ANKARA-BHA
Prof. Dr. Zakir Avşar, "Siyaset üretemeyen gürültü üretir" başlıklı yazısında, özetle şu ifadeleri kullandı:
"Sürekli bu konularda yazıyoruz. Dilimizde tüy bitti. Ama görünen o ki, yazmaya da devam edeceğiz. Demokrasiyi ve hukukun üstünlüğünü önemsiyoruz. Milletimizin her şeyin en iyisine layık olduğunu düşünüyoruz. Keza, muhalefetin de en iyisine…
Demokratik rejimlerde muhalefet partileri iktidarı denetleyen yapılar olduğu kadar siyasal sistemin sürdürülebilirliği açısından vazgeçilmez kurumlardır. Muhalefetin niteliği, doğrudan doğruya demokratik kültürün niteliğini belirler.
Bu nedenle muhalefet söyleminin içeriği, kullandığı dil ve başvurduğu argümanlar, sadece muhalefetin değil, bütün bir siyasal düzenin kalitesini etkilemektedir.
Konuya ülkemiz açısından yaklaştığımızda, son dönemde CHP Genel Başkanı Özgür Özel’in sergilediği söylem tarzı, demokratik muhalefet anlayışıyla ciddi ölçüde çelişmektedir.
Özgür Özel’in hitabetinde gözlemlenen en belirgin husus, eleştiri ile hakaret arasındaki sınırın sürekli ihlal edilmesidir.

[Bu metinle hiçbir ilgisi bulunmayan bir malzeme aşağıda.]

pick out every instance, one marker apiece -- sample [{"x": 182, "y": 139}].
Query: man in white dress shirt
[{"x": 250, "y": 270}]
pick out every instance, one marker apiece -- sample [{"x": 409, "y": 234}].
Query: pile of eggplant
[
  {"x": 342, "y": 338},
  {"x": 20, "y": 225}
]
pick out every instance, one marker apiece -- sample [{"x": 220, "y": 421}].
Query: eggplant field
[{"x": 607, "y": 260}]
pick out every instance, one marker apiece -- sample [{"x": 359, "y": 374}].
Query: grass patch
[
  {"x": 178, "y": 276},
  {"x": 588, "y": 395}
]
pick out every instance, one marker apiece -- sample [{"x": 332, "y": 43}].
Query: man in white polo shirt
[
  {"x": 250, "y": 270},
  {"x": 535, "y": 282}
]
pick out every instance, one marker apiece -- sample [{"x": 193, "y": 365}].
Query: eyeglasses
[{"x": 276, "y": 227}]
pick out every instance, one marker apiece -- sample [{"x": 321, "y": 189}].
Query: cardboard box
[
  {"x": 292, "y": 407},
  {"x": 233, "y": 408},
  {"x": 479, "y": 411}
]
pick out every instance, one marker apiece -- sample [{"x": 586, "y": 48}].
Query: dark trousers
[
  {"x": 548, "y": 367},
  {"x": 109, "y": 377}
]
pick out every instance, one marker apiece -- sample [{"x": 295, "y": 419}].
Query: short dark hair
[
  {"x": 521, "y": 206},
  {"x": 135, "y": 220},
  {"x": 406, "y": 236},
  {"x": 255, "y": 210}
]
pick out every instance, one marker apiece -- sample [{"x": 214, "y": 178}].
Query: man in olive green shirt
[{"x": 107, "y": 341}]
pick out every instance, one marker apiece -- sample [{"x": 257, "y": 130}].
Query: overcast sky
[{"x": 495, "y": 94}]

Siyasal eleştiri, demokratik toplumlarda meşru bir denetim mekanizmasıdır; ancak hakaret ve iftira, eleştirinin ötesinde, siyaseti yozlaştıran unsurlardır.

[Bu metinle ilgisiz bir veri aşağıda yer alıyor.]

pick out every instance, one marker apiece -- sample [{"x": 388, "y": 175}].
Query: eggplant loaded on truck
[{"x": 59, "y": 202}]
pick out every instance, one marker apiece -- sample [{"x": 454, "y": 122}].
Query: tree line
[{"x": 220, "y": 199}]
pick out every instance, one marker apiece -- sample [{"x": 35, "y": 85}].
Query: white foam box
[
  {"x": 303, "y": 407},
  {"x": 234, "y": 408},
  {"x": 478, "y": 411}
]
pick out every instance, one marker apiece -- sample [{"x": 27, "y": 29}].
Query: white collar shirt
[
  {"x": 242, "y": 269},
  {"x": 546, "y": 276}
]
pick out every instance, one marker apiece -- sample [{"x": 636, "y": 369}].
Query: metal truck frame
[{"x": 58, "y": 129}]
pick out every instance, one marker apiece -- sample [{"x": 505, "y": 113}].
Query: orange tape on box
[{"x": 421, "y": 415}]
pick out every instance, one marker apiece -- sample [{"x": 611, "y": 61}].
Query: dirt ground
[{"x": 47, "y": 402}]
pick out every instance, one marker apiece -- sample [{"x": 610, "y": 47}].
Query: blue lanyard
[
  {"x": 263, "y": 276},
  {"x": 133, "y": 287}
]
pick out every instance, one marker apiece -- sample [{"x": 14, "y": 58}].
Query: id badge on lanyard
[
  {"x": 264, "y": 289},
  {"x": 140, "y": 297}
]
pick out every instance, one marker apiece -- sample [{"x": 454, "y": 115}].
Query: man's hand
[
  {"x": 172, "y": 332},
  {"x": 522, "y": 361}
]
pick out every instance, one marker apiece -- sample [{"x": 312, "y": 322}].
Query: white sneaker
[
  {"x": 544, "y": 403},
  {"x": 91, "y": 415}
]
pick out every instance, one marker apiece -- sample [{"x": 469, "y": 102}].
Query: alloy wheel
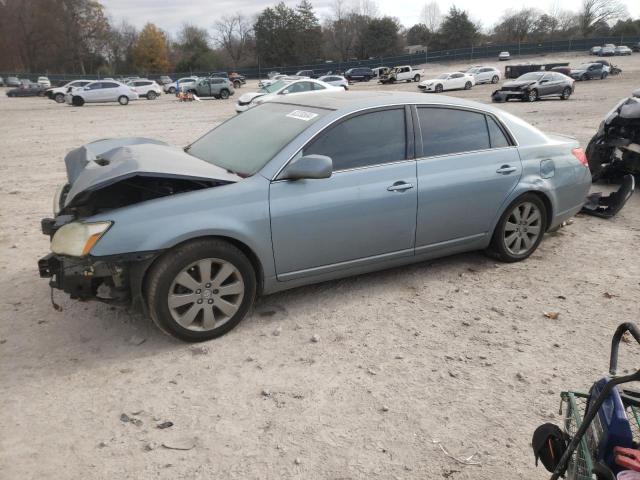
[
  {"x": 523, "y": 228},
  {"x": 206, "y": 294}
]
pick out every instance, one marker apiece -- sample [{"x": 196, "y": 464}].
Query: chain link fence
[{"x": 471, "y": 54}]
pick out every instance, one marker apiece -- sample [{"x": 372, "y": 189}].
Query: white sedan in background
[
  {"x": 336, "y": 81},
  {"x": 101, "y": 92},
  {"x": 283, "y": 87},
  {"x": 448, "y": 81}
]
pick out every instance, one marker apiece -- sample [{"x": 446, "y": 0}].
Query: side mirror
[{"x": 308, "y": 167}]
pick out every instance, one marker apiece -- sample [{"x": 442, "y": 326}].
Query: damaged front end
[
  {"x": 614, "y": 151},
  {"x": 104, "y": 176}
]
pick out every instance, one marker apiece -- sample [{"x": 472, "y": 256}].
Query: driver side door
[{"x": 364, "y": 213}]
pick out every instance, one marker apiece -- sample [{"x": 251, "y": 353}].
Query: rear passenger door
[{"x": 467, "y": 166}]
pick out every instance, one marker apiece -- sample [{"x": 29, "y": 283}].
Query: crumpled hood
[
  {"x": 250, "y": 96},
  {"x": 104, "y": 162}
]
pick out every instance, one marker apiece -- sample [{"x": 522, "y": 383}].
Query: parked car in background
[
  {"x": 27, "y": 89},
  {"x": 184, "y": 83},
  {"x": 608, "y": 50},
  {"x": 623, "y": 50},
  {"x": 214, "y": 87},
  {"x": 101, "y": 91},
  {"x": 533, "y": 86},
  {"x": 563, "y": 70},
  {"x": 281, "y": 88},
  {"x": 484, "y": 74},
  {"x": 58, "y": 93},
  {"x": 146, "y": 88},
  {"x": 447, "y": 81},
  {"x": 359, "y": 74},
  {"x": 336, "y": 81},
  {"x": 303, "y": 201},
  {"x": 589, "y": 71}
]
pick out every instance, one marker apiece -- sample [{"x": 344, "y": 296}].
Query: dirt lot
[{"x": 455, "y": 351}]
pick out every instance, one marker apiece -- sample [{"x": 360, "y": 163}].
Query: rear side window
[
  {"x": 447, "y": 131},
  {"x": 369, "y": 139}
]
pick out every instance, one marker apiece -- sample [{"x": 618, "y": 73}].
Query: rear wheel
[
  {"x": 201, "y": 290},
  {"x": 519, "y": 230}
]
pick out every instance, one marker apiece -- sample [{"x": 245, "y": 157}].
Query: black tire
[
  {"x": 166, "y": 268},
  {"x": 498, "y": 248}
]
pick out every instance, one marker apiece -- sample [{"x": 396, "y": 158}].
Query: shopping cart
[{"x": 583, "y": 421}]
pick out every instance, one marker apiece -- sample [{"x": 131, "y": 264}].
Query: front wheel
[
  {"x": 519, "y": 230},
  {"x": 201, "y": 290}
]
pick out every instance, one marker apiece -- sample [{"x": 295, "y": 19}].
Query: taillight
[{"x": 581, "y": 156}]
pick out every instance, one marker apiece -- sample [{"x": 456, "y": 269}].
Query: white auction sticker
[{"x": 302, "y": 115}]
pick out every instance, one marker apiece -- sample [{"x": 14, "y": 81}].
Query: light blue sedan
[{"x": 302, "y": 190}]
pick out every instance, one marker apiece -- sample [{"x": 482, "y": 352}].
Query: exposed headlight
[{"x": 76, "y": 239}]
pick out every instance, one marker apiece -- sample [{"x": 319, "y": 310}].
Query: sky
[{"x": 170, "y": 15}]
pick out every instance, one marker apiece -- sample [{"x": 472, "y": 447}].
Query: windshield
[
  {"x": 274, "y": 87},
  {"x": 246, "y": 143},
  {"x": 531, "y": 76}
]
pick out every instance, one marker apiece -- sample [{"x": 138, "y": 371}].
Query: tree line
[{"x": 77, "y": 36}]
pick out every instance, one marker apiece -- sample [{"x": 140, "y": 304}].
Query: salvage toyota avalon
[{"x": 327, "y": 186}]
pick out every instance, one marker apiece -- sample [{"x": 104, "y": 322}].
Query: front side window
[
  {"x": 372, "y": 138},
  {"x": 447, "y": 131}
]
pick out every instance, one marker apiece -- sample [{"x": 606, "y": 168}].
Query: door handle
[
  {"x": 400, "y": 187},
  {"x": 506, "y": 170}
]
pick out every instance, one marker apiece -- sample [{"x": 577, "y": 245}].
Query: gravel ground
[{"x": 454, "y": 353}]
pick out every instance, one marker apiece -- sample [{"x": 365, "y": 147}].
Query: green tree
[{"x": 150, "y": 53}]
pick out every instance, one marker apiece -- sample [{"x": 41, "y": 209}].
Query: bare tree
[
  {"x": 431, "y": 16},
  {"x": 594, "y": 12},
  {"x": 233, "y": 34}
]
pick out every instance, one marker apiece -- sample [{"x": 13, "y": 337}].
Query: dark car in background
[
  {"x": 27, "y": 90},
  {"x": 535, "y": 85},
  {"x": 589, "y": 71},
  {"x": 359, "y": 74}
]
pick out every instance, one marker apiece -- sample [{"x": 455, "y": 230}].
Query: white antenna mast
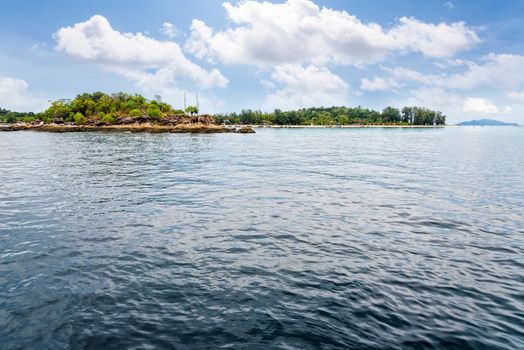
[{"x": 197, "y": 103}]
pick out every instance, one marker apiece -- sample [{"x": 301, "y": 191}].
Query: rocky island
[{"x": 116, "y": 112}]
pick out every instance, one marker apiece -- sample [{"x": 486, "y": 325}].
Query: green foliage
[
  {"x": 336, "y": 116},
  {"x": 192, "y": 110},
  {"x": 105, "y": 108},
  {"x": 135, "y": 113},
  {"x": 109, "y": 119},
  {"x": 154, "y": 111},
  {"x": 80, "y": 119}
]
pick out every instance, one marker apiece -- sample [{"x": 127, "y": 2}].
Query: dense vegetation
[
  {"x": 7, "y": 116},
  {"x": 336, "y": 116},
  {"x": 102, "y": 109}
]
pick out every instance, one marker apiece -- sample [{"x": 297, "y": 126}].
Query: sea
[{"x": 331, "y": 238}]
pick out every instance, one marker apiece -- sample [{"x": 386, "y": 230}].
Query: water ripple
[{"x": 288, "y": 239}]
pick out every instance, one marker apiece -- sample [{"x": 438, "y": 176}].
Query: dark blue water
[{"x": 286, "y": 239}]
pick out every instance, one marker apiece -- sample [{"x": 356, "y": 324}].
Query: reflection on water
[{"x": 304, "y": 239}]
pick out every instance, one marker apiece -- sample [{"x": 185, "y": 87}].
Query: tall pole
[{"x": 197, "y": 103}]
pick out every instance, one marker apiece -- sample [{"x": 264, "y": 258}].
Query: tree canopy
[
  {"x": 336, "y": 116},
  {"x": 97, "y": 108}
]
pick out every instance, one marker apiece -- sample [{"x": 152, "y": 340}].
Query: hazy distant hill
[{"x": 486, "y": 122}]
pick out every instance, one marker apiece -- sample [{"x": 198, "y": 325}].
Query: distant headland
[
  {"x": 125, "y": 112},
  {"x": 486, "y": 122}
]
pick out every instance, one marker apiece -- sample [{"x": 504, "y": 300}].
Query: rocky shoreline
[{"x": 202, "y": 128}]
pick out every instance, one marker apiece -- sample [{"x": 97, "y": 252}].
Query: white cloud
[
  {"x": 133, "y": 55},
  {"x": 170, "y": 30},
  {"x": 14, "y": 95},
  {"x": 482, "y": 106},
  {"x": 306, "y": 87},
  {"x": 300, "y": 32},
  {"x": 493, "y": 72},
  {"x": 516, "y": 96},
  {"x": 378, "y": 84},
  {"x": 456, "y": 106}
]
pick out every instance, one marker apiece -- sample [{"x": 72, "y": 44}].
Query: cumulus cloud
[
  {"x": 306, "y": 87},
  {"x": 15, "y": 95},
  {"x": 455, "y": 105},
  {"x": 500, "y": 71},
  {"x": 378, "y": 84},
  {"x": 482, "y": 106},
  {"x": 300, "y": 32},
  {"x": 133, "y": 55},
  {"x": 170, "y": 30},
  {"x": 516, "y": 96}
]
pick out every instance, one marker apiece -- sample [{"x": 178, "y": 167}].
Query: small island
[
  {"x": 115, "y": 112},
  {"x": 486, "y": 122},
  {"x": 134, "y": 113}
]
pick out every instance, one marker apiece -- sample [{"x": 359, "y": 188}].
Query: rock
[
  {"x": 245, "y": 130},
  {"x": 125, "y": 120}
]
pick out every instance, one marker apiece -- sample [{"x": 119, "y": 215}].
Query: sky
[{"x": 464, "y": 58}]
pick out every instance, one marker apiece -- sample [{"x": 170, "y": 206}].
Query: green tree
[
  {"x": 154, "y": 111},
  {"x": 192, "y": 110},
  {"x": 80, "y": 119}
]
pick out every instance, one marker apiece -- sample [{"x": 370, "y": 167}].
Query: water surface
[{"x": 286, "y": 239}]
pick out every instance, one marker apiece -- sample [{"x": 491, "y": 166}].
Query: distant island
[
  {"x": 333, "y": 116},
  {"x": 486, "y": 122},
  {"x": 126, "y": 112},
  {"x": 116, "y": 112}
]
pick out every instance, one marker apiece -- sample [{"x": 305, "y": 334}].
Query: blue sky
[{"x": 465, "y": 58}]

Özel’in sık sık bu tür yöntemlere başvurması, aslında muhalefetin entelektüel kapasite eksikliğini göstermektedir. Malum, hakaretin yoğun olduğu bir söylem, ikna etme kabiliyetini değil, öfke mobilizasyonunu hedefler. Bu ise, kısa vadeli politik kazançlar uğruna uzun vadeli siyasal itibarı tüketen bir yaklaşımdır.
Siyasal iletişim teorisi açısından bakıldığında, Özel’in dilinin bir “negatif siyaset” üzerine kurulu olduğu söylenebilir. Negatif siyaset, rakibin itibarını zedelemek üzerine kuruludur; fakat bu tür bir strateji, topluma alternatif bir vizyon sunamadığı için sürdürülebilir değildir.
Orta ve uzun vadede seçmen davranışında güven aşınmasına yol açar. Bu noktada Özel’in, kendi partisini ileriye taşıyacak kurucu bir vizyon üretmek yerine, iktidarı sürekli hakaret ve iftira ile yıpratmaya çalışması, muhalefeti “tepkisel” bir zemine hapsetmektedir.
Özgür Özel’in siyasal söyleminde en dikkat çekici paradokslardan biri, yolsuzluk karşısındaki tavrıdır. Demokratik bir muhalefet hareketinin temel meşruiyet dayanağı, yolsuzluklara karşı kararlı bir duruştur. Ancak Özel’in yolsuzluklarla anılan aktörlere yönelik dolaylı destek sunar bir çizgiye kayması, muhalefetin dillerinden hiç düşürmedikleri ve bu kadar yolsuzluk ve hırsızlık iddiasına rağmen hala kendilerinde olduğunu iddia ettikleri “ahlaki üstünlüğünü” ortadan kaldırmaktadır.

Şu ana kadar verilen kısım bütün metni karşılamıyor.